In questo brano, gli antenati eponimi delle tribù di Manasse ed Efraim rappresentano il superamento da parte di Giuseppe della sua vita come parte della famiglia di Giacobbe e la sua felice integrazione in quella del faraone. I loro stessi nomi rappresentano il cambio di status del padre, che attraverso essi dichiara di aver dimenticato, per grazia di Dio, le sue origini, e di essere divenuto fecondo nella terra che avrebbe dovuto solo vederlo schiavo.
Una storia positiva sull’assimilazione in Egitto?

Tutti questi dettagli esprimono una valutazione positiva della piena integrazione di Giuseppe nella società egiziana. Si rade come un egiziano, si veste come un egiziano, si adorna come gli egiziani, prende un nome egiziano e una moglie egiziana. I suoi figli nascono in Egitto. Le persone per cui si adopera sono gentili e sagge, e riconoscono il suo talento, sopratutto il faraone, che lo eleva al rango di braccio destro del re. L’egittificazione di Giuseppe appare come un aspetto positivo di tutta la vicenda.
Tutto cambia, solo Dio resta
L’unica cosa che Giuseppe non muta nel suo cambio di status è il suo Dio. Fin dall’inizio, la storia ci dice che il Signore stava vegliando su Giuseppe. Per tutta la storia, Giuseppe rende chiaro che ne ha la consapevolezza. La sua capacità di interpretare i sogni viene da Dio (40,8), come ripete anche al faraone nel capitolo 41 (vv. 16.25.28). Verso la fine della storia, quando i suoi fratelli avranno paura di una sua vendetta, Giuseppe affermerà che ciò che gli è successo è venuto da Dio (Gen 45,7-8; 50,19-20).

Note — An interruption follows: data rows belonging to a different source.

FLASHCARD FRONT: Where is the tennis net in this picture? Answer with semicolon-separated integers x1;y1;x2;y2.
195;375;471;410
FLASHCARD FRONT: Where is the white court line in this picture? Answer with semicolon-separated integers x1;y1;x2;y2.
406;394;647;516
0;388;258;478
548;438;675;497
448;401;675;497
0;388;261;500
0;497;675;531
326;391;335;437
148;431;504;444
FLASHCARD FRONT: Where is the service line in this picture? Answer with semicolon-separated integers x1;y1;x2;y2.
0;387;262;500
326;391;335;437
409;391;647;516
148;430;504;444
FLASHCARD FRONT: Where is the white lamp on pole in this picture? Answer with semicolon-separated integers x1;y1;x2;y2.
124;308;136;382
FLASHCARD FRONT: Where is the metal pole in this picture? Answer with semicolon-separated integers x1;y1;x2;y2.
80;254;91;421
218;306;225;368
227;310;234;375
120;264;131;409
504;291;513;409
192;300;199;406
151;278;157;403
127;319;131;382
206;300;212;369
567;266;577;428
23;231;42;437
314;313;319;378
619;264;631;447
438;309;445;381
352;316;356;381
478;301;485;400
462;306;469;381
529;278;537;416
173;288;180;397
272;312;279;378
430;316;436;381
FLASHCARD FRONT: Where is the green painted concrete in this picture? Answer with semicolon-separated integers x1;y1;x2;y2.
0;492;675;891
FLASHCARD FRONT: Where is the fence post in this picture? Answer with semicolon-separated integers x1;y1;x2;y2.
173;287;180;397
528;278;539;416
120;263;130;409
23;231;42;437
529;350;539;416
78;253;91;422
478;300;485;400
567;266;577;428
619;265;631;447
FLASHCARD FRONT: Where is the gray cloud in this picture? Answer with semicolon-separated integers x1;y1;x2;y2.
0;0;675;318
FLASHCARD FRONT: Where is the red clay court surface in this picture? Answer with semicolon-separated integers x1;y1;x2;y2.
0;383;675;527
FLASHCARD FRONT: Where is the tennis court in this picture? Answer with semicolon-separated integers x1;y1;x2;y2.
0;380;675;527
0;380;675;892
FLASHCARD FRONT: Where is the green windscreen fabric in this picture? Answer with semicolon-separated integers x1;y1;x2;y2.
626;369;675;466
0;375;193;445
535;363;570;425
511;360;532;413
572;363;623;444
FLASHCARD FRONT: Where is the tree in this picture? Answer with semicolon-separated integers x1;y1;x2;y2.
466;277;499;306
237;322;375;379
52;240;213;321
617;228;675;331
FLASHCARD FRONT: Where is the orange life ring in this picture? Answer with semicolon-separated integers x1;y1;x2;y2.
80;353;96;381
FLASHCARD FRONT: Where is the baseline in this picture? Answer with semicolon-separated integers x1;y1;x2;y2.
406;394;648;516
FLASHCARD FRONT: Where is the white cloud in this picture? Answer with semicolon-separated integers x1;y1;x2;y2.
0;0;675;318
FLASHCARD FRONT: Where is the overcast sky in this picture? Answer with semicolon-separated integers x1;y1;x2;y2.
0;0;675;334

È anche vero che questa lealtà verso Dio è ciò che rende Giuseppe vincente e ammirato nella sua nuova terra. Nientemeno che il Faraone loda le capacità di Giuseppe come provenienti da Dio. Giuseppe è in grado di rimanere pienamente devoto al Signore mentre diventa quasi completamente egiziano… La sua storia, come altre nel Canone biblico, risponde ad una domanda non pronunciata: Si può essere al tempo stesso credenti fedeli e buoni cittadini? Sì, si può.